Write an XQuery script does the following: (Remember to save your work as you go using the .xql extension for XQuery. You may use your personal folder on the newtfire eXist-dB. As needed, add XQuery comments in your file.

Part 1: Write a FLWOR and return a concatenated string

  1. Begin by creating a variable called $drafts that points to the collection at collection('/db/starwars/fixed/'). Make sure your varialble returns the five Star Wars drafts before continuing. (1 point)
  2. Copy in this variable and answer a question about it in your file by writing an XQuery comment :
             let $sortOrder := 
                for $d in $drafts
                let $date := $d//date/@date ! data()
                order by $date
                return $d
    Return this variable and inspect your results. Notice what information is stored in the date attribute near the top of each file. In an XQuery comment, explain in your own words what is happening inside the $sortOrder variable and what it does to the sequence of files in the collection. (3 points)
  3. Write a for loop that looks in each member of the sequence stored in the $sortOrder variable, and also stores the position number of each turn of the for loop. (3 points)
  4. Write two variables to retrieve the date and the title of each draft in this loop. (3 points)
  5. Write a variable that counts all speeches in each draft in this loop. (2 points)
  6. Now, we want to find out the distinct speakers in each section: Write a variable that finds the speakers, removes any extra spaces from the nodes, and eliminates repeated values. (4 points)
  7. Retrieve a count of those distinct speakers. (2 points)
  8. We want our return to help us compare the count of distinct speakers with the count of all speeches in each draft. Make your first version of this return statement a concatenated line of text, outputting the position in the for loop, the draft title, the draft date, the count of speeches, and the count of distinct speakers, using text separators of your choice. (4 points)
  9. To continue to the next part of the test, comment out the previous return (do not delete it, so I can give you credit for it on this exam.) (1 point).
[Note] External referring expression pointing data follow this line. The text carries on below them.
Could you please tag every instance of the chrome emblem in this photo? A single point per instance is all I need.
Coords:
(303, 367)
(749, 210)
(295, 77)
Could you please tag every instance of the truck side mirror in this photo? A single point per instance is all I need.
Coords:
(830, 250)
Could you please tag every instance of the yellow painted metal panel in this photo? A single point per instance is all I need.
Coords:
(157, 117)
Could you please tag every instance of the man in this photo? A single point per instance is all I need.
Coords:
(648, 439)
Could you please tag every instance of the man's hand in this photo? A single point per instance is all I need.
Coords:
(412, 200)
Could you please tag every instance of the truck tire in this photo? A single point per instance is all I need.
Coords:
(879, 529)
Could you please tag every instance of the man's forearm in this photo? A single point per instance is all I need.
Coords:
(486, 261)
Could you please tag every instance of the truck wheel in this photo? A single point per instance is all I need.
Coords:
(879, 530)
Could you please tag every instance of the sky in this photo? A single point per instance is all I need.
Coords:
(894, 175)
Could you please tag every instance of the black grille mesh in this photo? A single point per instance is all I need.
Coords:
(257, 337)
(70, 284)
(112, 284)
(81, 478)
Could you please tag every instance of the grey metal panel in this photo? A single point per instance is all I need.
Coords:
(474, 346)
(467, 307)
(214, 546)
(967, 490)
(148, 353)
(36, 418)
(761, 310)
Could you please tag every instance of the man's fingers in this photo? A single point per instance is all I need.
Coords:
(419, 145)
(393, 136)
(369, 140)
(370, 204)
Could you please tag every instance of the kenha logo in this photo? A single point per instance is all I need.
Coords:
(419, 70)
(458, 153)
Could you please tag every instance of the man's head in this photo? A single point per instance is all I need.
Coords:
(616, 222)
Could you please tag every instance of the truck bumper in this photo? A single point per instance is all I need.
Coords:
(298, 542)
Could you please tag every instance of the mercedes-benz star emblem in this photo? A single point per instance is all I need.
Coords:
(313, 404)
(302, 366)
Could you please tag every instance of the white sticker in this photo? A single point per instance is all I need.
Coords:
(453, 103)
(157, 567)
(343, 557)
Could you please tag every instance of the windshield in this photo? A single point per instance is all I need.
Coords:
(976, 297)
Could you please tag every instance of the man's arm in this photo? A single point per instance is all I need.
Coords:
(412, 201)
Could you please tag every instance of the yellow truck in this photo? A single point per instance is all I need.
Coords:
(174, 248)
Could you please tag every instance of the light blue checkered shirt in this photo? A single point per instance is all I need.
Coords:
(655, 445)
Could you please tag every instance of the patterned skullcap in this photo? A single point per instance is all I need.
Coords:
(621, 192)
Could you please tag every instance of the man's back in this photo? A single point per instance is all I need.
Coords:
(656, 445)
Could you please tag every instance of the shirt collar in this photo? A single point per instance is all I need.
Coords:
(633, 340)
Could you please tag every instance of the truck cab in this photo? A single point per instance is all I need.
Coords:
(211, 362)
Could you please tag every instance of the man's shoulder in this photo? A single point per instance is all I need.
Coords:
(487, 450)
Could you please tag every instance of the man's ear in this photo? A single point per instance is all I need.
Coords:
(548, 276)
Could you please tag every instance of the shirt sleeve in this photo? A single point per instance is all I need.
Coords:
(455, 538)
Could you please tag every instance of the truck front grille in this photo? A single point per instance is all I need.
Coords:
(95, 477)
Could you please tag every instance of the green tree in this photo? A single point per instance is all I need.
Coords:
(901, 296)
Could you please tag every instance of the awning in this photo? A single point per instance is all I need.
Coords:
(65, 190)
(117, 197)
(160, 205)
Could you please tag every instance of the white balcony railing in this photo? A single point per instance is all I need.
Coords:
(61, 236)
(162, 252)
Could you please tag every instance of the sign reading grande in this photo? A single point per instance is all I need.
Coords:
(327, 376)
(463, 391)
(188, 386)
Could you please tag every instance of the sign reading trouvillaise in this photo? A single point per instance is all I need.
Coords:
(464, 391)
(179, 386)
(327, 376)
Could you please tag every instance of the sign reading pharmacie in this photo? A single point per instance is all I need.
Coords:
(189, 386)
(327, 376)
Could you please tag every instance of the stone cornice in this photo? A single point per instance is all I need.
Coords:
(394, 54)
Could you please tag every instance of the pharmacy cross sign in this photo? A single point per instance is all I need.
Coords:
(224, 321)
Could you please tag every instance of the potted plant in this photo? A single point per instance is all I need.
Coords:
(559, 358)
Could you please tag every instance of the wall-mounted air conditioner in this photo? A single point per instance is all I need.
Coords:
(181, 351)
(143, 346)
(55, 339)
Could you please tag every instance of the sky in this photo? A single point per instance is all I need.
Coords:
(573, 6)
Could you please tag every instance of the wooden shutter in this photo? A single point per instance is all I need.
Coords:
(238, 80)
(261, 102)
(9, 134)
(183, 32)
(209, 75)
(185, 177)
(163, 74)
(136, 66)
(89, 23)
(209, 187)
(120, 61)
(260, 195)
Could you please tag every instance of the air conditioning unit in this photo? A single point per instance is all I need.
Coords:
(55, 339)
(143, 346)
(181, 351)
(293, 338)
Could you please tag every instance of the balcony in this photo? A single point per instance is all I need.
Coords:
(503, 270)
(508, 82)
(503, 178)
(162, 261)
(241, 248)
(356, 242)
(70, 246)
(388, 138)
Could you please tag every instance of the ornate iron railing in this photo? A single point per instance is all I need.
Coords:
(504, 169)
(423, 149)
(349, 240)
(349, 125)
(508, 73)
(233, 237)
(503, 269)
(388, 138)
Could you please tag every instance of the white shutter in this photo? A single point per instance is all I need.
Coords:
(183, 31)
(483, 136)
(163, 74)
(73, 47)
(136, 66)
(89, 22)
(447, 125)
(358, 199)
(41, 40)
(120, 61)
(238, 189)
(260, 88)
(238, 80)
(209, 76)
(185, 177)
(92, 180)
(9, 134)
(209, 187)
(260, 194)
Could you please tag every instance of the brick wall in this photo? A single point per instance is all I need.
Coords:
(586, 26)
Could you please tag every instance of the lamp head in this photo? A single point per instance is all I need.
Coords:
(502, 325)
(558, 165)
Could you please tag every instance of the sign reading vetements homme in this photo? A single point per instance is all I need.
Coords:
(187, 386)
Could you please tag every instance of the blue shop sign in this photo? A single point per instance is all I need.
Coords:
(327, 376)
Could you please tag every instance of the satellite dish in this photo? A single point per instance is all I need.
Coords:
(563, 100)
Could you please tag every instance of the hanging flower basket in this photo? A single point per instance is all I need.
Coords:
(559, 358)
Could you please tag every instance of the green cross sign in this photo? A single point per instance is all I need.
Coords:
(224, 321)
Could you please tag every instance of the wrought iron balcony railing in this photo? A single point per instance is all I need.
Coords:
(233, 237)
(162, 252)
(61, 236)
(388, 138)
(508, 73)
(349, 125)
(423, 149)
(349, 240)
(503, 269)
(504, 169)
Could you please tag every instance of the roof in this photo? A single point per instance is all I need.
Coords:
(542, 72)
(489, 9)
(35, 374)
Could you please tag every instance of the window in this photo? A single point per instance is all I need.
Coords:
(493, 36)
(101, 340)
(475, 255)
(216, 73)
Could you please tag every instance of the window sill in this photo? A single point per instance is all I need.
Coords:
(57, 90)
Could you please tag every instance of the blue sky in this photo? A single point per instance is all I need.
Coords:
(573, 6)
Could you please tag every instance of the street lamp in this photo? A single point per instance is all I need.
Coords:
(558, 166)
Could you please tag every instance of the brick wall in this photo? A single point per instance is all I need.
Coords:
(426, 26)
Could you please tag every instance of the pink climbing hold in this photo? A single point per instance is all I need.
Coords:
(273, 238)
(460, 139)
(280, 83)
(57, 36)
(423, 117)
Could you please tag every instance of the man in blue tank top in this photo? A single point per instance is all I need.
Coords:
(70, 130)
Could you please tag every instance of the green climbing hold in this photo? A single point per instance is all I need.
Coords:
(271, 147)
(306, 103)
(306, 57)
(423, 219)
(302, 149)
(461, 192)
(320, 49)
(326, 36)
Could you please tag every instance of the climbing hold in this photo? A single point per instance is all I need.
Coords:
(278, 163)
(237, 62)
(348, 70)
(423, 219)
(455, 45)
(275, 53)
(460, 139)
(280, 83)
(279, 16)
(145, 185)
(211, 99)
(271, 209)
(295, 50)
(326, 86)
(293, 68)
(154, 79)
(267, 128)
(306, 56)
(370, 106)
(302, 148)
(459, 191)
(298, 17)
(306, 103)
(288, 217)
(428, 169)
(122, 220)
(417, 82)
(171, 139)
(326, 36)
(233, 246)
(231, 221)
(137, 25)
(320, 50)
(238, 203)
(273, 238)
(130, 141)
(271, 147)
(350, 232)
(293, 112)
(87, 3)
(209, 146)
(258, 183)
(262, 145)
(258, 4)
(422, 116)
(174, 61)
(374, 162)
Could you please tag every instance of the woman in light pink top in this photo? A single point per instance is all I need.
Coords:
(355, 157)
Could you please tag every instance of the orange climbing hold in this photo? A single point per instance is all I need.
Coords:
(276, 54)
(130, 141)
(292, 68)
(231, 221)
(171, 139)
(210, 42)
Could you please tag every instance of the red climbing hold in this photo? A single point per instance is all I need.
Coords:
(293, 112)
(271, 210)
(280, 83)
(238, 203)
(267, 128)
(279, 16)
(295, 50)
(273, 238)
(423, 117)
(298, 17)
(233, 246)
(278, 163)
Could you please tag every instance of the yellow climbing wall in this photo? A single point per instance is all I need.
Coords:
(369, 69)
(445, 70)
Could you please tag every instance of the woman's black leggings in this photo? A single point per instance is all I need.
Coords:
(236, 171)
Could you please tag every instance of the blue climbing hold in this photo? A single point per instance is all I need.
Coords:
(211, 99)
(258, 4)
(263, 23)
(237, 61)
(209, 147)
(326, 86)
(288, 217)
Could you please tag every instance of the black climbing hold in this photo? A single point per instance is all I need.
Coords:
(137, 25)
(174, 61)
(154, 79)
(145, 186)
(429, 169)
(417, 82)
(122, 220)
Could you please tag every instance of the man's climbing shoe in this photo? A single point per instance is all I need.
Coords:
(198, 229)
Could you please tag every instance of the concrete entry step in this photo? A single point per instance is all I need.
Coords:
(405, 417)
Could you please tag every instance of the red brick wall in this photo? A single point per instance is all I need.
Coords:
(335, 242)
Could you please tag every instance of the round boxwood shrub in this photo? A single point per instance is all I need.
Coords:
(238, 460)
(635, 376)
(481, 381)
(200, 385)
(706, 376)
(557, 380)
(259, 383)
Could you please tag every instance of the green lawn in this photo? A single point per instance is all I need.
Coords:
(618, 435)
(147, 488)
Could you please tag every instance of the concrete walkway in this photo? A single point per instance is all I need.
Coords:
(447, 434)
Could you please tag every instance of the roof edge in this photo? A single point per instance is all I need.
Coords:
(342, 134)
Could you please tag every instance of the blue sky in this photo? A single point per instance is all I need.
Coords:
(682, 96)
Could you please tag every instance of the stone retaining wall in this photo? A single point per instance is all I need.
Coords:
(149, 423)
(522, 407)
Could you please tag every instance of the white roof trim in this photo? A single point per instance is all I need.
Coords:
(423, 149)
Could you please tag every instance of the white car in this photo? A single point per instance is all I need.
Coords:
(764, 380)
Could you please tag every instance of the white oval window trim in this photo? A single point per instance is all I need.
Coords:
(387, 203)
    Part I of this exam is worth a total possible 23 points. If you have completed this much, you have finished 77% of the exam.

Part 2: HTML or SVG: Your Choice

To complete the remaining 20% of the exam, build an HTML or an SVG file around your FLWOR, and make your FLWOR output the variables above in well-formed and tastefully repeating elements. Create your choice of either an HTML table or an SVG bar graph, showing the two counts side by side at each position mark from the for loop. You may save your output to your individual folder on the newtfire eXist if you wish. (7 points)

Submitting your test

Please submit your XQuery file on Canvas at the submission point for this exam. Download your XQuery file from the newtfire eXist-dB into a file saved with the .xql file extension. You may also submit your output SVG or HTML file as a link to its REST address from the newtfire eXist-dB server. Or download and save these to submit on Canvas. You must at least submit your XQuery .xql file to complete this exam. Bonus: One extra credit point is available if you send a functioning REST address to your output from the eXist-dB database.